サミーが反抗する前にエリックはサファイアの埋め込まれたカフスボタンを手に取った。サミーを振り向かせると手首を掴んでそこに口づけた。サミーは目だけで不満を訴えたが、手を引っ込めはしなかった。

「前から思っていたが、お前にルビーは似合わない」まずは右から。袖口を折り返しカフスボタンをはめる。次に左の手首を取って自分の方へ引き寄せた。さっさとしろとサミーが睨んできたがエリックは取り合わなかった。このくらいのご褒美は貰って当然だ。

「なぜ?僕の髪が赤くないからか?」

「いや、お前のこの瞳にはサファイアが似合うからだ。まさか、いまさら赤毛だったらとか思ったりしていないだろうな?」俺がどれだけお前の繊細なこの髪に惚れているか今教えてやってもいいが、残念ながら時間がない。

サミーはそっと目を伏せた。「だとしても、何も変わらないだろう?僕とクリスの歩んできたすべてが逆だったとも限らないし」

すべてが逆でなかったとしても、サミーがメイフィールド侯爵だということははっきりしている。もしかすると妻がいて子もいたかもしれないと思うと、エリックの胸は鋭いかぎ爪で引き裂かれたような痛みに襲われた。もしもなど、考えるべきじゃなかった。

「せいぜい歳がひとつ上なだけで、お前はもっと意地の悪い偏屈な男になっていただろうな」

サミーはムッとしてエリックの手を振り払った。「かもね。あ、そうだ、セシルが僕が君のことをどう思っているのか聞いてきたよ」

「なんだって?」声が裏返った。

サミーは期待した通りの反応を引き出せたからか、満足そうに片方の口の端をあげた。「君が僕の後ろを子犬みたいにくっついて歩いているから、気になったみたいだ」追撃することも忘れない。

あんのっ!くそっ!兄を怒らせてただで済むと思うな。「それで?お前はなんて答えた」エリックは噛みつかんばかりに訊いた。

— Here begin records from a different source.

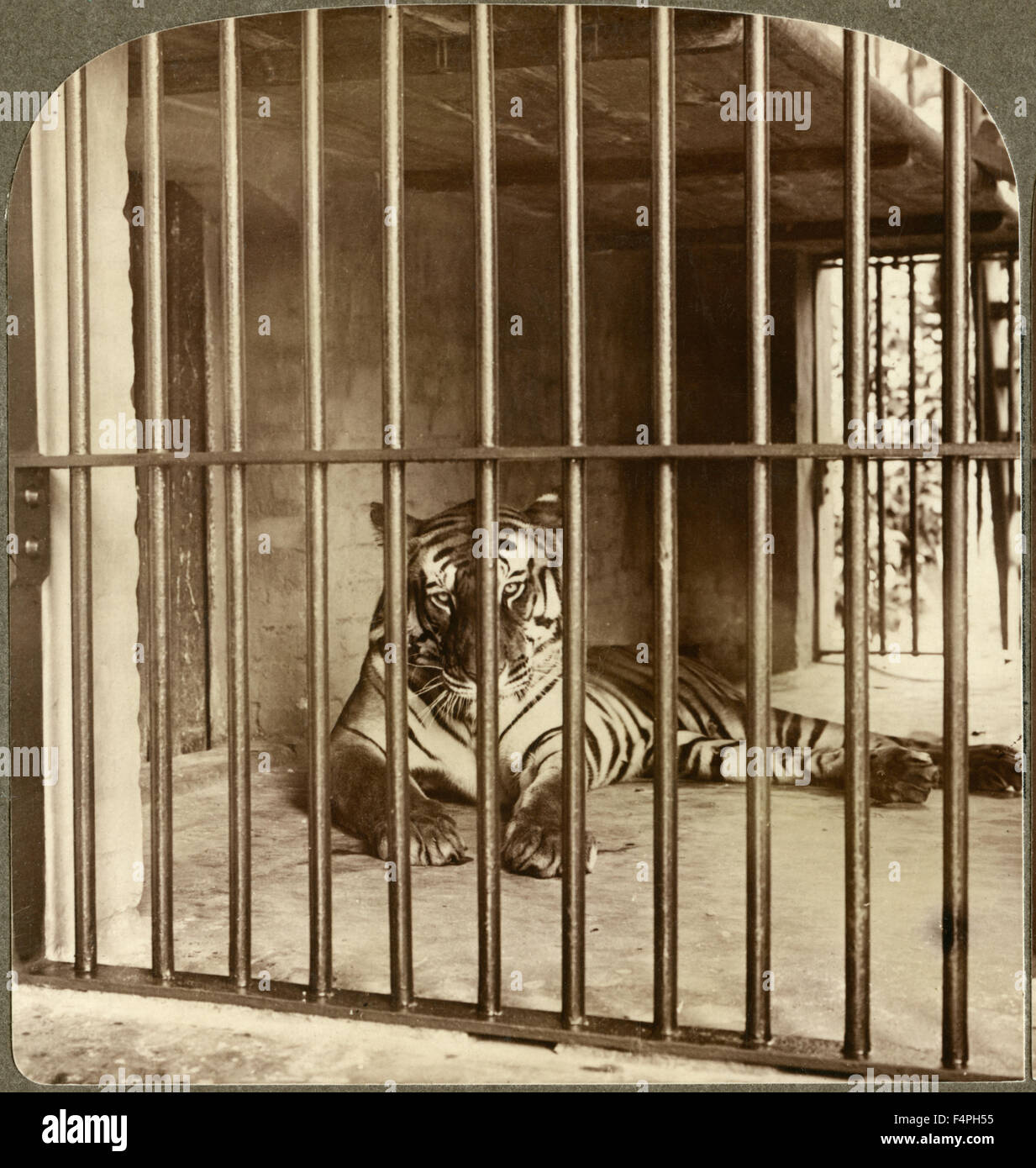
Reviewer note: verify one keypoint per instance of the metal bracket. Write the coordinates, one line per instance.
(32, 526)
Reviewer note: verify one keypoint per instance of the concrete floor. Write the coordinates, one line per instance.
(227, 1044)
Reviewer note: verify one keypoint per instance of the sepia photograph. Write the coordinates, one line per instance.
(515, 559)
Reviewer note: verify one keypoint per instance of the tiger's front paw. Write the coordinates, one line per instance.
(996, 770)
(434, 838)
(900, 775)
(532, 848)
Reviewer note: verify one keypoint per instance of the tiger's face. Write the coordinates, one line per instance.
(444, 553)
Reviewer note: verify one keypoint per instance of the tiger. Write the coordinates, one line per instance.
(442, 677)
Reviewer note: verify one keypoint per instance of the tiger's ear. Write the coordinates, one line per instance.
(547, 511)
(377, 518)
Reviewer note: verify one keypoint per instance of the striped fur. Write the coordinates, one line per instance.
(442, 666)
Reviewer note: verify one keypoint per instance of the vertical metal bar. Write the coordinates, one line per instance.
(880, 408)
(237, 664)
(394, 491)
(574, 655)
(488, 802)
(664, 198)
(320, 976)
(957, 176)
(856, 354)
(83, 830)
(757, 254)
(155, 401)
(911, 411)
(1012, 356)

「別に、どうとも」そう言って、ハンガーにかかる上着を取ると、なめらかな仕草で袖を通した。

「別に?どうとも?」答えなかったてことか?いや、違う。こいつは、この期に及んで別にどうとも思っていないと答えたんだ。昨日の今日でよくもそんなことが言えたもんだ。

「僕を八つ裂きにしたそうな顔をしているところ悪いけど、そろそろ行かないと君の計画とやらが崩れてしまうんじゃないかな」サミーはひらりと手を振り部屋を出た。

「八つ裂きにしたいのはセシルだ。お前は、今夜寝かさないから覚えておけ」エリックは怒鳴るように言い、とにかく追いかけた。